導入初日は「親子ワークショップ」を行い、iPadの初期設定や家庭でのiPadとの付き合い方について説明し、親子で話し合いながらワークシートへの記載をお願いしたという。ワークシートはコピーし、リビングなど目に留まるところに貼り、家庭でもつねに意識できるよう促した。

「教職員だけでなく保護者全員が同じ情報を共有できるよう、全学年の学校行事の動画や校長先生のあいさつ、学年便りなどが閲覧できるポータルサイト『さとえチャンネル』に加え、『iPadの操作の仕方がわからない』など保護者からの質問や悩みにオンラインで対応する保護者用ポータルサイト『さとえ学園Help Desk』の設置・運営も行っています。保護者から受けた質問とその解決法もすべてサイト内でオープンにし、共有することで、不安の解消につなげています」

学校で使用している主なアプリ(児童の学習アプリは「スタディサプリ」「Qubena」「モノグサ」など、教職員と児童で共有しているアプリは「Google」「Evernote」「Trello」など)の説明や保護者のスキルアップを目的に、保護者向けの「ICT研修会」も年に3〜4回開催。

「保護者の皆さんも、とても頑張ってくださっています。今まで『デジタルは苦手です』と尻込みしていた方も、子どもたちの頑張りを目にしたり周りの保護者に触発されたりすることでスイッチが切り替わり、成長していく姿を目の当たりにし、子どもたちのみならず、保護者全体のレベルアップを実感しています」

「さとえ式レベルアップ型ルール」にも、保護者がチェックする項目を設け、家庭との連携が組み込まれている。ルール変更などの情報はサイト上に随時アップされており、保護者もいつでも共有することができるようになっている。

セブ島のネイティブの先生とつないで英会話(左上)、オンライン授業参観(左下)、自身の意見の根拠をタブレットで集める(右上)、記録ツールとしてタブレットを使用した授業(右下)

21年度から3年生以上は「CYOD」をスタート

「これまで教育界では、新しい教育を始める際、『完璧を目指してスタートする』という風潮が強かったと思います。しかし、先行き不透明な時代といわれる今だからこそ最初から完璧を求めず、まずは最低限できることからスタートし、先を想定しながら前に進み、改善すべき点が出てきたら素早く軌道修正していく“アジャイル”的な考え方が必要なのではないかと思います」という山中氏。

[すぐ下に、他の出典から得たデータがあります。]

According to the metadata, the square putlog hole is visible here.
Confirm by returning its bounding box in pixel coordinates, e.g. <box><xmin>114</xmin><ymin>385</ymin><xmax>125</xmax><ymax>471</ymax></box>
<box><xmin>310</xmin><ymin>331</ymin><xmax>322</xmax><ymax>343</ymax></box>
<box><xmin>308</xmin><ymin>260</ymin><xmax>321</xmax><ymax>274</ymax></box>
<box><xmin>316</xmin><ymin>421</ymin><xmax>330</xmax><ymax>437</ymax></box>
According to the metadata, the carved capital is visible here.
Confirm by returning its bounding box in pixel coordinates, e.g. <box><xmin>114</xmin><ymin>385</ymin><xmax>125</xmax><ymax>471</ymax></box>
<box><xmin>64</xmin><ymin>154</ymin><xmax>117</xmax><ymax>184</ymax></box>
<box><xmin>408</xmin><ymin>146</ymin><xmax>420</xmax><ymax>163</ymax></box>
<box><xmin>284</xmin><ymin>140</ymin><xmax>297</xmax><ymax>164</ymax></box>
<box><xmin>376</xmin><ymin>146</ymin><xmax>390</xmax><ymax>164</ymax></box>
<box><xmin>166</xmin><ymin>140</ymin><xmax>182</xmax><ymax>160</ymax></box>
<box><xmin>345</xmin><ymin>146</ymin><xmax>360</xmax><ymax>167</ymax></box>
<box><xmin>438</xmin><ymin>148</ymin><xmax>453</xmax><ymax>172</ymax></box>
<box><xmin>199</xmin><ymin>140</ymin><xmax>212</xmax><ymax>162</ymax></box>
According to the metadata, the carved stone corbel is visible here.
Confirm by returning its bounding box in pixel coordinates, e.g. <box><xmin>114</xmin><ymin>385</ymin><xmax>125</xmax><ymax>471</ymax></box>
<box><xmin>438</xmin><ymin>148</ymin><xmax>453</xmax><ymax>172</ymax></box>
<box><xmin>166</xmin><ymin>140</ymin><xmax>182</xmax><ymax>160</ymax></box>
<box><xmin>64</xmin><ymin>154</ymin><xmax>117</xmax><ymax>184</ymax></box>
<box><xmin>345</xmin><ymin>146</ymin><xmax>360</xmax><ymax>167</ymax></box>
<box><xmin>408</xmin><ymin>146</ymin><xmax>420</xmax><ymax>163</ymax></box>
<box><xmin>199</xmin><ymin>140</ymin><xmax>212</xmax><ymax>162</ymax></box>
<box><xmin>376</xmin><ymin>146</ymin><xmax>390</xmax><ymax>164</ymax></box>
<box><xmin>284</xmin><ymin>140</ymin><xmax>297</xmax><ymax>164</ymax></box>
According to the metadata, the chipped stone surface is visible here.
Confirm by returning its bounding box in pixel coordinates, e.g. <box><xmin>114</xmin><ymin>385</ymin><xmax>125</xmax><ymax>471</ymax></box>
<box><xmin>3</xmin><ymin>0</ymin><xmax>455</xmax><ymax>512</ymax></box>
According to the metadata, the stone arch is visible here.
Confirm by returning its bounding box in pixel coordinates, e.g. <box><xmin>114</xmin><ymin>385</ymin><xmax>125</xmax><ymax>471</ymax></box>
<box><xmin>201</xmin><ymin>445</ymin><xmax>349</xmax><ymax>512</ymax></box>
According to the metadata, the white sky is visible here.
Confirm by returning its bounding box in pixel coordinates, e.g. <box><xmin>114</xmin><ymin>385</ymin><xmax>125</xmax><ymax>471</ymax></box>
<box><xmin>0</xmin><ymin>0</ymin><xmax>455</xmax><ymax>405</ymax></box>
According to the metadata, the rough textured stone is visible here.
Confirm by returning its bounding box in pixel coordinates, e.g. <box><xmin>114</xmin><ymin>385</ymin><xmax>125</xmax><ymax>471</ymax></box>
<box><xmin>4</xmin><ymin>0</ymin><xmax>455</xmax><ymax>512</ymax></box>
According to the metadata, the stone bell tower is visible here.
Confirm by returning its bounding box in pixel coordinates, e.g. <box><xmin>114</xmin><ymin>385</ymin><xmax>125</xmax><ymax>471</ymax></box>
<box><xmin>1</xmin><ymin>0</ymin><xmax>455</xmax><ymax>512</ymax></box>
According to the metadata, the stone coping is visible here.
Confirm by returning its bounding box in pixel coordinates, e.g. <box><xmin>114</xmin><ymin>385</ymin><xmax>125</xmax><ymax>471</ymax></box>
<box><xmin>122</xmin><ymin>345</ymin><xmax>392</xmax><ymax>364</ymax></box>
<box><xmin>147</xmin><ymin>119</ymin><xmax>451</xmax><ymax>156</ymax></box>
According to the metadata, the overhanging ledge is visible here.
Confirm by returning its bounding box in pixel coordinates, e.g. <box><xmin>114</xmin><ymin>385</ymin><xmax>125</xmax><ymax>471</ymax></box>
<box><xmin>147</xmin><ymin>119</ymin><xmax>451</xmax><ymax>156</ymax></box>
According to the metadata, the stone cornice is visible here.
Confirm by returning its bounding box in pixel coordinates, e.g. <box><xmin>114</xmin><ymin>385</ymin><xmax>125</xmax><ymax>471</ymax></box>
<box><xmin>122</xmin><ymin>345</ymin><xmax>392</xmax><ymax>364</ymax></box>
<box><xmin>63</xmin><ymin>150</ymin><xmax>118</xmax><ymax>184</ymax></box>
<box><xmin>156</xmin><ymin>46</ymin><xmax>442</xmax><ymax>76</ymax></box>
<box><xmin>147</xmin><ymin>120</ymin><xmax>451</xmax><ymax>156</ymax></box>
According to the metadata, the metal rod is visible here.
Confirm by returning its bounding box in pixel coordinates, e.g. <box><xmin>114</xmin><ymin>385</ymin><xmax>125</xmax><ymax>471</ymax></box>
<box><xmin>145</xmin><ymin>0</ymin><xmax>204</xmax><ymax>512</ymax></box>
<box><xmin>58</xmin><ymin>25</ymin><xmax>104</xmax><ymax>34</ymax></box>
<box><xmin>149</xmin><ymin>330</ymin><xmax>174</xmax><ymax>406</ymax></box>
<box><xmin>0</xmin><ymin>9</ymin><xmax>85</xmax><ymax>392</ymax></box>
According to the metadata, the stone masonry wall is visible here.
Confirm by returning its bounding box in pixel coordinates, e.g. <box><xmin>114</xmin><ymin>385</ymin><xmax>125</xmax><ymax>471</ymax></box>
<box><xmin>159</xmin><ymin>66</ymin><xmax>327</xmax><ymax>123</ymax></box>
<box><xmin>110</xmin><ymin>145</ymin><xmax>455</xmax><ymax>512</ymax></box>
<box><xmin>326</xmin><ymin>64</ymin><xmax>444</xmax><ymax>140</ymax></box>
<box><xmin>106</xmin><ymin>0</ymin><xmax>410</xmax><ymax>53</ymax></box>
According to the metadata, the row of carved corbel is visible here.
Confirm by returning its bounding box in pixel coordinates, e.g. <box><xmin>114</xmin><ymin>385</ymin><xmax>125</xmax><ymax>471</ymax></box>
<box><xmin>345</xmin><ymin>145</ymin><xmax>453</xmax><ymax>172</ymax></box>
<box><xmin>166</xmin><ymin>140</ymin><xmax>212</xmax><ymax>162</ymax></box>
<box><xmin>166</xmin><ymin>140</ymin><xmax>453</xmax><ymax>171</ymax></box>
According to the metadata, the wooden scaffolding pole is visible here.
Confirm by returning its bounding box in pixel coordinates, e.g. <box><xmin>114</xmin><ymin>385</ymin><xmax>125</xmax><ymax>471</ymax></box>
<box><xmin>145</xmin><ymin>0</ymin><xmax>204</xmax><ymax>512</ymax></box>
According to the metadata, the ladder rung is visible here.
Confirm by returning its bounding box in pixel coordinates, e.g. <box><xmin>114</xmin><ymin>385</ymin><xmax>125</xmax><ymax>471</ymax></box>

「さとえ式レベルアップ型ルール」で保護者と協働しながら子どもたちのICT活用のスキルとモラルの向上に取り組んできた同校は、次のステップとして、21年度より3年生以上は「CYOD」(Choose Your Own Device=学校から提示された端末・条件の中から自由に選んで使用すること)をスタートした。

3年生が考案したオンラインリアルタイム投票

最終的には、子どもたちが自らiPadを管理し、スキルアップやモラル面での自己コントロール力を身に付け「BYOD」(Bring Your Own Device=個人所有の端末を学校に持ち込んで活用すること)を目指していくという。

同校が目指す子どもたちの姿の実現に向け、ICT教育を牽引してきた山中氏。自身のICT教育のルーツは、初任校である和歌山県のへき地小規模校にあるという。

初任校である和歌山県のへき地小規模校にて。山中氏の五感を用いた原体験教育

「山と川の大自然に囲まれた公立小学校だったのですが、子どもたちが“田舎”にコンプレックスを抱いていたのです。ならば都会の小学校の子どもたちとつながり交流学習を行おうと。当時、町長はじめ教育委員会、町の方々の協力の下、コンピューター室に1人1台分のコンピューターを導入しました。1年生から学年に応じたテーマで、電子メールやテレビ会議システム、Webでのやり取りをしながら交流を深め、6年生の修学旅行で出会うというプロジェクトを通して、都会のよさを知りながらも自らの地域を再認識することができ、故郷を愛する心が子どもたちの中に芽生えました。この経験を通し、ICTは“やりたいことを達成するために必要不可欠なツール”であることを実感しました」

時代は変われども、ICTの神髄は変わらない。さとえ学園小学校が実現している学校づくりは、これから多くの学校が目指していく1つの形といえるだろう。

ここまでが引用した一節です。